Winemaking group Sacred Hill has debts and liabilities of $98.5 million, nearly a third of which is owed to unsecured creditors, says the first report of receivers trying to sell the Hawke’s Bay vintner.
Westpac NZ, which appointed receivers Rees Logan and Andrew McKay of BDO Auckland, in May, is owed $52.3m.
Other creditors on the group’s personal property securities register are thought to be owed $6.4m, though this is still subject to verification, and preferential creditors, including employees, IRD and NZ Customs, are owed $4.1m, said the report.
Unsecured creditors are owed $35.5m – they include related parties which claim $25.1m.
Receivers were called in to Sacred Hill Vineyards by Westpac bank on May 6. They have subsequently also been appointed receivers of Sacred Hill Marlborough Vineyards, Sacred Hill Family Vineyards and Sacred Hill Global Ltd.
Sacred Hill Vineyards was formed in June 1999 and operates a vineyard, winery, and processing and distribution business.
The company attributed its failure, and that of the group, to several issues, said the receivers.
In 2019 it was discovered the company’s inventory level was materially overstated in its audited accounts.
The group had significant debt facilities with the bank, supported by general security agreements and cross-guarantees. The debt facilities had been advanced against the security of the overstated inventory, said the receivers.
On being advised of the overstated stock, the group decided to restructure and separate its Marlborough and Hawke’s Bay operations, with a view to selling the Hawke’s Bay operation to reduce debt.
It tried to do this in 2020, but a conditional sale agreement fell through.
Other factors including a poor 2021 vintage, high NZ-US exchange rate and poor financial performance meant the group was reliant on the ongoing support of the bank to continue trading.
Following ongoing defaults, the bank decided in May to appoint receivers.
They noted related company Quench Collective, Sacred Hill group’s New Zealand distributor, was put into liquidation on April 12 by its shareholder. It had debt of $3.1m.

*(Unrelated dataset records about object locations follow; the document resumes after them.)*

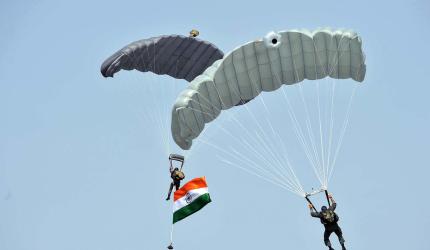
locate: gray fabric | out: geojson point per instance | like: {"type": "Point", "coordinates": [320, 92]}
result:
{"type": "Point", "coordinates": [280, 58]}
{"type": "Point", "coordinates": [178, 56]}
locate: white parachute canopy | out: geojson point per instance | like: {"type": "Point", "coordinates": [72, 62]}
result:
{"type": "Point", "coordinates": [282, 58]}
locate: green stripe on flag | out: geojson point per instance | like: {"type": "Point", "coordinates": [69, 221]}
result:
{"type": "Point", "coordinates": [193, 207]}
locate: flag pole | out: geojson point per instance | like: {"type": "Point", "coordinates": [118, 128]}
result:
{"type": "Point", "coordinates": [171, 236]}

The receivers said the sale of the business as a going concerned offered the best chance of maximising recoveries for creditors, and they had secured the support of key staff, landlords, customers and suppliers to keep trading.
A restructure had been carried out to cut operating costs.
The sale process was ongoing.
The receivers said given a confidential sale process was under way, no assets values were provided in the first report.
Sacred Hill Vineyards is 65 per cent owned by Sacred Hill Winery and 30 per cent by Hong Kong’s Jebsen Beverage Company.Sacred Hill Winery is 90 per cent owned by David Mason of Napier.